Clara levantou as mãos.
- Eles estavam se olhando e não viram aonde o carrinho ia. E então bateram na cerca.

- Bateram?

- Sim, direto na cerca. Beatriz e eu tivemos de ajudá-los a se levantar.

- E Wilbur também - berrou Beatriz.

- Interessante - comentou Rodrigo, sem tirar os olhos da envergonhada Anahí.

- Foi apenas uma brincadeira tola - disse ela. - Nada mais.

Rodrigo deu uma risadinha, depois voltou-se para as gêmeas.

- Ele brinca conosco e até sobe em árvores...

- E nos leva para pescar - adicionou Beatriz.

- Pescar? Verdade? Parece-me divertido.

- E é. Alfonso até tem um lugar especial para pescar.

- E eu sei onde é.

- Onde é, Beatriz?

- Seguindo por uma trilha que começa ao lado da casa de Alfonso e termina no lago.

- Você não deveria ter contado para ele - reclamou Clara. - Agora não é mais um lugar especial.

- Prometo que não conto para ninguém. Eu juro! Bem, devo admitir que estou um pouco surpreso. Alfonso fazia de tudo para se manter afastado de tudo e de todos nos últimos anos. Estou achando tão estranha essa amabilidade...
- Bem, creio que ele deva estar mudando - disse Marichelo. - Sim, só pode ser isso. Aquele dia em que lhe ofereci o lanche, Alfonso até mencionou que a festa do casamento da prima seria realizado no gramado da casa. Mais de cem pessoas! Não acho que nosso vizinho seja um recluso.

- Mamãe, Alfonso ainda não concordou.

- Ele aceitará a ideia mais cedo ou mais tarde.

- Vocês estão falando do casamento de Maite Perroni? - perguntou Rodrigo, escrevendo sem parar em seu bloco de notas...

- Sim, acho que esse é o nome da moça.

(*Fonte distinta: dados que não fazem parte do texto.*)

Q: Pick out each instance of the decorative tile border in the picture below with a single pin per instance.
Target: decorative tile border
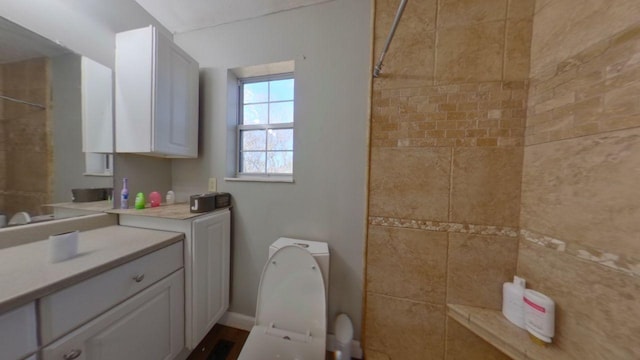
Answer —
(444, 226)
(625, 264)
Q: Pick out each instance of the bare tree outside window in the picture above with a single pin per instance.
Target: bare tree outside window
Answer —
(265, 126)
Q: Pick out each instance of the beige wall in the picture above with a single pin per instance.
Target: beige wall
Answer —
(26, 152)
(447, 134)
(580, 194)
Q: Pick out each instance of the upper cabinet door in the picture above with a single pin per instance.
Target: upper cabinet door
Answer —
(97, 115)
(176, 101)
(156, 96)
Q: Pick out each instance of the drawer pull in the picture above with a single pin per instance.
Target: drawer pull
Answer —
(73, 354)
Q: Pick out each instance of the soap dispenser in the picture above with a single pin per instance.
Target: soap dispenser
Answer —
(512, 301)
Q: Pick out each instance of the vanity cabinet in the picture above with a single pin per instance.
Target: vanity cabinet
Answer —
(68, 308)
(156, 96)
(207, 261)
(147, 326)
(18, 332)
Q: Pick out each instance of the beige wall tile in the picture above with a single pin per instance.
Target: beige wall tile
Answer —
(27, 171)
(470, 53)
(404, 329)
(407, 263)
(517, 49)
(597, 309)
(375, 355)
(462, 344)
(521, 9)
(478, 266)
(467, 12)
(486, 185)
(585, 190)
(410, 183)
(29, 202)
(557, 36)
(409, 60)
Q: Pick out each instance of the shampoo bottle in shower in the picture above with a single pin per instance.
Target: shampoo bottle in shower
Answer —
(124, 195)
(512, 301)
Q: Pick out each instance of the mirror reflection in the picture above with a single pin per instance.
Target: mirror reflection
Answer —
(55, 125)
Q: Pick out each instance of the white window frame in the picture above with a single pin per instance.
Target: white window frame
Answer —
(242, 127)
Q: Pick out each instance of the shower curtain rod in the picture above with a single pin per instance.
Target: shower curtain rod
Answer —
(22, 102)
(378, 68)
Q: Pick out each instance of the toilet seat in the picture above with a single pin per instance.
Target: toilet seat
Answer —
(291, 309)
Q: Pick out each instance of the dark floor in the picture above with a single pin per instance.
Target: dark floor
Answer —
(223, 340)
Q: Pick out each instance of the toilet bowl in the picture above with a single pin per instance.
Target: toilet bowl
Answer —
(291, 311)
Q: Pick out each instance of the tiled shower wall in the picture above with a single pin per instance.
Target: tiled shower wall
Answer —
(580, 195)
(447, 136)
(26, 154)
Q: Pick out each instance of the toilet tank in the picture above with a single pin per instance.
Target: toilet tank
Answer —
(319, 251)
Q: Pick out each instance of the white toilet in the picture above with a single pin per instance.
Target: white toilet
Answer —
(292, 303)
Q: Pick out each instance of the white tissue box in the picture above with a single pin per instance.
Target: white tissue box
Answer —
(63, 246)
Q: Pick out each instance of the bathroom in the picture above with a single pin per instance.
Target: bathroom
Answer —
(501, 138)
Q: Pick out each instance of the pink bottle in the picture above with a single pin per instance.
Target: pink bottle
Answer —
(155, 199)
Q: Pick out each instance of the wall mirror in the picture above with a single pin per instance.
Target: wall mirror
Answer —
(56, 125)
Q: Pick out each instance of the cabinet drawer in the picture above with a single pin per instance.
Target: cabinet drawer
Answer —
(67, 309)
(18, 332)
(149, 325)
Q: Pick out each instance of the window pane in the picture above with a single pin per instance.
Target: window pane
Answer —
(280, 162)
(255, 114)
(281, 90)
(255, 92)
(253, 162)
(253, 140)
(281, 112)
(280, 139)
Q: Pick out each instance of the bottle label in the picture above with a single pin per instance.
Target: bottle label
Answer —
(534, 305)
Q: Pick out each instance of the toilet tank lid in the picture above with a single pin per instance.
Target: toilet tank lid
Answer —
(314, 247)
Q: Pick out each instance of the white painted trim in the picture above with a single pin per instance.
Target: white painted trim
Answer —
(237, 320)
(245, 322)
(273, 179)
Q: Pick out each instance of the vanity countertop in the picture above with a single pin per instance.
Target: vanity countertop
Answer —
(26, 273)
(174, 211)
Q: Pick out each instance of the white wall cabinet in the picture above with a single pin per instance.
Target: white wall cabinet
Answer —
(18, 332)
(97, 104)
(207, 262)
(156, 96)
(150, 326)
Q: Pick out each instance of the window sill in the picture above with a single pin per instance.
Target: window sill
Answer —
(98, 174)
(270, 179)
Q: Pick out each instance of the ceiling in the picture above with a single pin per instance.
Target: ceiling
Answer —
(186, 15)
(17, 43)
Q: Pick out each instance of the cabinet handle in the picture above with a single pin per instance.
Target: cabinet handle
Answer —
(73, 354)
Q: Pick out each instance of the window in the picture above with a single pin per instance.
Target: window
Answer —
(265, 125)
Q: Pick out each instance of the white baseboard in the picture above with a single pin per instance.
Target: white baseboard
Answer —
(237, 320)
(245, 322)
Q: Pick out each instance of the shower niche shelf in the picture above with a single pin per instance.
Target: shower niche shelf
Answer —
(495, 329)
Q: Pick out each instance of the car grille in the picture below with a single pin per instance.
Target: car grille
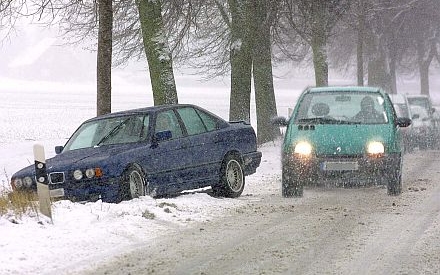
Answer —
(56, 177)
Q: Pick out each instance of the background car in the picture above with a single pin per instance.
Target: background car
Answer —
(151, 151)
(342, 135)
(424, 132)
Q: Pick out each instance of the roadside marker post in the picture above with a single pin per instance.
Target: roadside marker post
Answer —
(42, 181)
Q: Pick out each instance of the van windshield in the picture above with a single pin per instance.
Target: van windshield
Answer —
(341, 108)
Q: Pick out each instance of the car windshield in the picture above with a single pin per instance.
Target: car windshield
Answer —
(108, 131)
(342, 108)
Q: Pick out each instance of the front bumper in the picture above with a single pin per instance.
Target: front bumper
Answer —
(251, 162)
(336, 169)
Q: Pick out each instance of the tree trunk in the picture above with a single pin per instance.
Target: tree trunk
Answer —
(241, 62)
(319, 44)
(263, 78)
(424, 58)
(424, 79)
(320, 60)
(360, 45)
(157, 52)
(104, 58)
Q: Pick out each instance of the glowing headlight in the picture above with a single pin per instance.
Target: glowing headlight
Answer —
(90, 173)
(303, 148)
(18, 183)
(77, 174)
(375, 147)
(27, 181)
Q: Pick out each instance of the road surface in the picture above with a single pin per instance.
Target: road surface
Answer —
(328, 231)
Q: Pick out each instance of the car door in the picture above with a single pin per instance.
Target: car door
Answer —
(206, 156)
(170, 159)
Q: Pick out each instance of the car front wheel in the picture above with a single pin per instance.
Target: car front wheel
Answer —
(132, 184)
(231, 178)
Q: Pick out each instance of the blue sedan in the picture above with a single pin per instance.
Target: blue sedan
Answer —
(152, 151)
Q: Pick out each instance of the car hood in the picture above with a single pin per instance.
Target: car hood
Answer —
(79, 158)
(331, 139)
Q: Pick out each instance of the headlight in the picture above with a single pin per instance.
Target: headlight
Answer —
(375, 148)
(27, 181)
(303, 148)
(77, 174)
(17, 183)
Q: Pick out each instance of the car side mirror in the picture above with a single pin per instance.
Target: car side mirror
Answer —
(58, 149)
(161, 136)
(279, 121)
(403, 122)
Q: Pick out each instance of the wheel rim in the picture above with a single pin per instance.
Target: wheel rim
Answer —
(136, 184)
(234, 175)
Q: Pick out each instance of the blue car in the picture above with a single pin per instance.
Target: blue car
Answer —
(153, 151)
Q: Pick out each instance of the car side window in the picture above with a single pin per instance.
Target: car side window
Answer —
(193, 123)
(211, 123)
(167, 121)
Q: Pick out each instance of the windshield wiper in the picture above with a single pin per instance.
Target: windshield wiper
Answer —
(321, 120)
(112, 132)
(326, 120)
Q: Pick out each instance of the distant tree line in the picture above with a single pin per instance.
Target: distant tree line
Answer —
(376, 39)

Anahí, ela se chama...

- Eu acho que está na hora de irmos para casa, mãe - ela interrompeu, estendendo as mãos para as filhas.

As duas obedeceram sem hesitar.

- Mas eu ainda não terminei de contar a Rodrigo sobre o lanche - reclamou Marichelo.

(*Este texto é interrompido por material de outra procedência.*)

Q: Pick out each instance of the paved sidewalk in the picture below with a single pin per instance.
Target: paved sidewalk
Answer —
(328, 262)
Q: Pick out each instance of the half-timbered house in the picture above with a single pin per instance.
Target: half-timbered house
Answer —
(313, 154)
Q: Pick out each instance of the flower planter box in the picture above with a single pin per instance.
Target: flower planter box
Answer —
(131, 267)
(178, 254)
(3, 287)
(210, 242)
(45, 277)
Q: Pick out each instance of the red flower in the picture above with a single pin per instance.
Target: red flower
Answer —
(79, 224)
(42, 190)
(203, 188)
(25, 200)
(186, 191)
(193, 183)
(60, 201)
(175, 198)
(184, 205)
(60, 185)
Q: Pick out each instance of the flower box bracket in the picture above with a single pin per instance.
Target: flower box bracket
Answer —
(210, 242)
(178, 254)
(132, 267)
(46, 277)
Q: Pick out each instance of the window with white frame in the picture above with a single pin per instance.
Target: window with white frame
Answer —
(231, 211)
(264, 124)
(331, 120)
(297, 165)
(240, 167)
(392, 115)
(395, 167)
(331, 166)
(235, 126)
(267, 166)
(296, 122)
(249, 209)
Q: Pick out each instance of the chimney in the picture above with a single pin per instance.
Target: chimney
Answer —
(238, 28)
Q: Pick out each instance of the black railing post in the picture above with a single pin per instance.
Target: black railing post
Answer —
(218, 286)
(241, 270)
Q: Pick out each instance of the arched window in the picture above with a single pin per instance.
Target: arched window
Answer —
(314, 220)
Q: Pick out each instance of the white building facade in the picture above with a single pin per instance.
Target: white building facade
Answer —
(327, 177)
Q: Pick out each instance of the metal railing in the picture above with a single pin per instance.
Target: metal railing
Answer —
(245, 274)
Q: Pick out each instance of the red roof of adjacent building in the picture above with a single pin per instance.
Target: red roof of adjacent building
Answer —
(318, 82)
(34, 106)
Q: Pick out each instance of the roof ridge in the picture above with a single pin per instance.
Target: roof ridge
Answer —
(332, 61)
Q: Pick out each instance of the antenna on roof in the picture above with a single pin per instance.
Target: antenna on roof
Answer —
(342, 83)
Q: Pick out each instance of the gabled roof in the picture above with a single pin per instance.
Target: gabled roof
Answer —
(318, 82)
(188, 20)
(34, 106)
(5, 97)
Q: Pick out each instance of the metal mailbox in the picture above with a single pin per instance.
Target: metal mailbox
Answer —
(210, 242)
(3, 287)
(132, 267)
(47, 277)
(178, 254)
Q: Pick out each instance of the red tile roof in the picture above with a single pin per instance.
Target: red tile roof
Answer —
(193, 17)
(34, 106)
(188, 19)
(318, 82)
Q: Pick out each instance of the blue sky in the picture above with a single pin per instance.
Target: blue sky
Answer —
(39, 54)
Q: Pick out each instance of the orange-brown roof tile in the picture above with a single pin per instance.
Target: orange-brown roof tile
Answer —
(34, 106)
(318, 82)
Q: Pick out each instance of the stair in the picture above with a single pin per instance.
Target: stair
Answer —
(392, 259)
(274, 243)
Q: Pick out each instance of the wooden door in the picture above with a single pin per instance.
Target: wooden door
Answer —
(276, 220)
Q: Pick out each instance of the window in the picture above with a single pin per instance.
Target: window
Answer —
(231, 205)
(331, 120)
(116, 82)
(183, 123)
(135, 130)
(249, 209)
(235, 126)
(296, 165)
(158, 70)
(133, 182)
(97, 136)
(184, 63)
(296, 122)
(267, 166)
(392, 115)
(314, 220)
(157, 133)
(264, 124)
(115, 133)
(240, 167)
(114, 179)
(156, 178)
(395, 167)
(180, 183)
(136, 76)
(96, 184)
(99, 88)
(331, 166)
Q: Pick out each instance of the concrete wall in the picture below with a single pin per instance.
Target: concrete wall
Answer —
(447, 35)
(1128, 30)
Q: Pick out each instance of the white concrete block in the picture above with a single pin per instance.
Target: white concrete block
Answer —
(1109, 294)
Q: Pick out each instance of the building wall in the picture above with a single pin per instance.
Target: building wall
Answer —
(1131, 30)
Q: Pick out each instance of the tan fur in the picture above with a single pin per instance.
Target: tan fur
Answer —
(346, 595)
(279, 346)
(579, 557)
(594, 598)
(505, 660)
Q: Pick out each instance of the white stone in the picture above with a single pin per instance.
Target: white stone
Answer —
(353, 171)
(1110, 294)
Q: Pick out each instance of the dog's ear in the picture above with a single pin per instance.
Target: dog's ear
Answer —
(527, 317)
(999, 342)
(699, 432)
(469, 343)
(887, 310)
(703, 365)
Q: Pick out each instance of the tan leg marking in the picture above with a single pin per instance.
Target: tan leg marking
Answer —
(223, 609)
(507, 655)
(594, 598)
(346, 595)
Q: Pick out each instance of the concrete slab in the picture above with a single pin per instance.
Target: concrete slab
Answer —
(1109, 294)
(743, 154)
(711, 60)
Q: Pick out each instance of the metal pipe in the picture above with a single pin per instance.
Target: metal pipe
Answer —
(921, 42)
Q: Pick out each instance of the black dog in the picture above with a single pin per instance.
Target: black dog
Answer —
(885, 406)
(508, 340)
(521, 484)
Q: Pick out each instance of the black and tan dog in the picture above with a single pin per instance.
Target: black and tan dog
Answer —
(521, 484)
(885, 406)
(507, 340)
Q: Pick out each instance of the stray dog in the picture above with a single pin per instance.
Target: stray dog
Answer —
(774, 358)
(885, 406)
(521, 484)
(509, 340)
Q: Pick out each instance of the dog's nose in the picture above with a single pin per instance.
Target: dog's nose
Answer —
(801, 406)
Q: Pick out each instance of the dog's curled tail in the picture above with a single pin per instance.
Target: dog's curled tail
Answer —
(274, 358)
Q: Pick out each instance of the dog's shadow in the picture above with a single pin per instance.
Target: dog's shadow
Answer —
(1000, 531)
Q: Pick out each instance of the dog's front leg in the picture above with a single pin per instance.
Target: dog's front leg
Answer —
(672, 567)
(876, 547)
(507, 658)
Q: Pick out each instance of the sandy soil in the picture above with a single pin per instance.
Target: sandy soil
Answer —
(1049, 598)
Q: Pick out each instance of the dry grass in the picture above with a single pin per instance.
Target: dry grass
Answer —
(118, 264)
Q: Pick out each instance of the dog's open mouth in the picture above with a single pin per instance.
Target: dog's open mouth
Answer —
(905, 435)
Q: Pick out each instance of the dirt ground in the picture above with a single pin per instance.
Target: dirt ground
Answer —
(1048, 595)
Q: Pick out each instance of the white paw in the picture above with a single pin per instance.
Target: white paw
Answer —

-Acho que o Sr. Ruiz já tem informações suficientes.

Rodrigo encarou Anahí.
- Sim, muito obrigado. Será que você poderia me dar o número de seu telefone? Para o caso de eu precisar confirmar alguns fatos...

- Eu acho que não é...

- Aqui - intrometeu-se Marichelo, pegando um pedaço de papel e anotando o número da filha. - Não hesite em ligar se for necessário. Ficarei aqui mais algumas semanas.

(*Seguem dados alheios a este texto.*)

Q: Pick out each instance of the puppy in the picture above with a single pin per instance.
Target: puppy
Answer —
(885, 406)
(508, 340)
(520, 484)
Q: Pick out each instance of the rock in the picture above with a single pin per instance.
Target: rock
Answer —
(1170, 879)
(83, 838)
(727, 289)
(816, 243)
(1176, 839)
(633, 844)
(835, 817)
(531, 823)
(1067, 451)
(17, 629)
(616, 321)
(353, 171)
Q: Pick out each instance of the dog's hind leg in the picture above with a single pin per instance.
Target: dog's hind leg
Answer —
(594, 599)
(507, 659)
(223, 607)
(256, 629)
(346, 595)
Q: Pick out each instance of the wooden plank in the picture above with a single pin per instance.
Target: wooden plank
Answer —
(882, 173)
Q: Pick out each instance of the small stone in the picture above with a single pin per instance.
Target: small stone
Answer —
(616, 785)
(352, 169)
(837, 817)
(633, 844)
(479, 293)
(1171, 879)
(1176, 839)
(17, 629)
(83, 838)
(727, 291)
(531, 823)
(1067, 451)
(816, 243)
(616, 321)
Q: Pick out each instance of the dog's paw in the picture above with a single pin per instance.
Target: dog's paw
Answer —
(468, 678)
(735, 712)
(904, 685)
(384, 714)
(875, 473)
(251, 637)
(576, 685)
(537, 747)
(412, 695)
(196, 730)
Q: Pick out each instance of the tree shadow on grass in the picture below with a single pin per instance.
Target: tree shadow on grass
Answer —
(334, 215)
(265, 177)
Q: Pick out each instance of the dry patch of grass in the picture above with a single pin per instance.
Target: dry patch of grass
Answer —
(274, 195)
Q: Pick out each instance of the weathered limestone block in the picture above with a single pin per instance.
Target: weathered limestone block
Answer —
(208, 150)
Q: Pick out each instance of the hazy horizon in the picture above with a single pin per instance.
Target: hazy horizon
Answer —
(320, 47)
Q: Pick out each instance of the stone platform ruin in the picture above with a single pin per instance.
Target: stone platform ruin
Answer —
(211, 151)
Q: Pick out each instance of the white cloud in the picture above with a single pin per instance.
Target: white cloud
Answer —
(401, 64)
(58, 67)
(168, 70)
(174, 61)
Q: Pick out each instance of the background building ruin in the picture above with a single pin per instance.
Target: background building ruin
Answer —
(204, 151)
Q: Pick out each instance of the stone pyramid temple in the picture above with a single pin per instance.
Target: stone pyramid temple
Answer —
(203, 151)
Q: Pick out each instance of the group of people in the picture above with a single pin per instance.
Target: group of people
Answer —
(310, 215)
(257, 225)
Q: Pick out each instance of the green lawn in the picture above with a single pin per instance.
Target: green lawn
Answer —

Anahí arregalou os olhos, mas a mãe a ignorou.
Agosto estava chegando. A visita de seus pais se prolongava demais. Queria que eles partissem logo. No final de semana, por exemplo.

- Muito obrigado, senhora...

- Portilla. Marichelo Portilla.

Anahí puxou a mãe.
- Vamos, mãe. Já chega!

- Eu lhe agradeço por tudo, mais uma vez, Rodrigo. - Apertou a mão do jornalista. - Não vejo a hora de ver as fotos e a matéria publicadas.

- Eu lhe enviarei uma cópia especial.

- Verdade? Que simpático da sua parte!

-Mãe!

- Até logo, Rodrigo - despediu-se Marichelo, acenando sem parar.

- Até logo, sra. Portilla.

Marichelo alcançou a filha.
- Alfonso não ficará contente quando souber da novidade?